Die Kleinheit des Betriebes erlaubt es Margret und Melanie, oft etwas Neues auszuprobieren, ohne Trends nacheifern oder für eine bestimmte Zielgruppe designen zu müssen. „Wir nehmen uns die Freiheit, unserem Geschmack und Instinkt zu folgen“, erklären sich die beiden den Erfolg ihrer Kollektionen. „Damit macht die Arbeit Spaß und es funktioniert.“
Doch woher nehmen die beiden immer wieder neue Ideen für Kleidungsstücke, ihre Kreativität und Ausdauer? „Inspiration findet sich überall“, ist sich Margret sicher. „Ich bin ein sehr neugieriger Mensch und halte gerne Ausschau. Meine Hauptquellen für Inspiration sind die Natur und Kunst.“ Aber auch Begegnungen mit interessanten Menschen und Spontanität verleihen der Zillertalerin die kreativen Ideen für ihre individuelle Mode. Herausforderungen und Hürden gibt es in jedem Leben und Beruf, ist sie sich sicher. „Mit viel Herzblut und Engagement für die „Tiroler Adlerin“ wurde bisher alles gut gemeistert“, lächelt Margret.

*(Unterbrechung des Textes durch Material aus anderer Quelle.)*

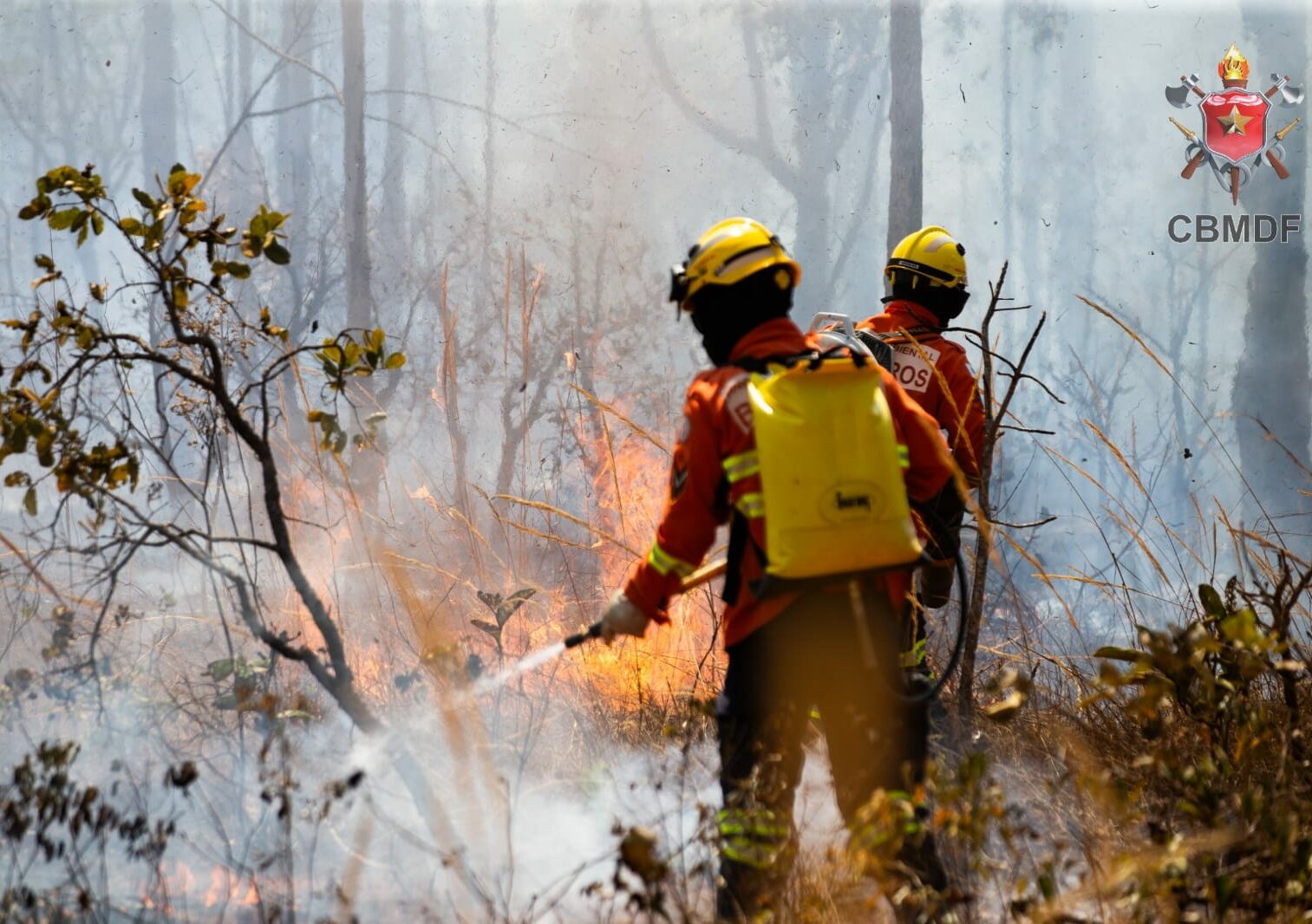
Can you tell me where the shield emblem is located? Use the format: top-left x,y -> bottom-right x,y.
1198,88 -> 1271,168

2009 noch auf 30 Quadratmetern Verkaufsfläche begonnen, haben die beiden starken und tüchtigen Frauen ihr „G`schäftl“ in Ramsau im Zillertal und auch das Team drum herum vergrößert. „Mit Mut, Kreativität und Begeisterung können gute Ideen überall entstehen und Erfolg haben. Ich glaube auch, dass die Zillertaler bei weitem offener und moderner sind als ihr Ruf“, schmunzelt die Jungdesignerin. Erinnert sie sich allerdings an die Anfänge zurück, gerät diese Aussage leicht ins Schwanken. „Gerade zu Beginn hat die „Adlerin“ sehr polarisiert und konträrste Meinungen wurden lauthals kundgetan“, erinnert sich Melanie zurück. „Manche Männer fühlten sich durch die Adlerin nahezu brüskiert und es war erstaunlich, wie viele Leute darüber diskutierten und politisierten.“ Doch für den Markenaufbau war das alles nur gut. Mittlerweile sind die Adlerinnen aus dem Zillertal kaum mehr wegzudenken. Für die Zukunft hat das Mutter-Tochter-Gespann einige Wünsche und Träume. „Die vergangenen Jahre haben gezeigt, dass bei uns Planung nicht funktioniert – wie es wird, wird es gut sein“, erzählt Melanie lachend. Auf jeden Fall wollen die beiden weiterhin mit viel Engagement und Herzblut in ihrem „G`schäftl“ arbeiten und weiterhin auf die Kleinheit ihres Unternehmens als Stärke für eine gehobene Marke nutzen.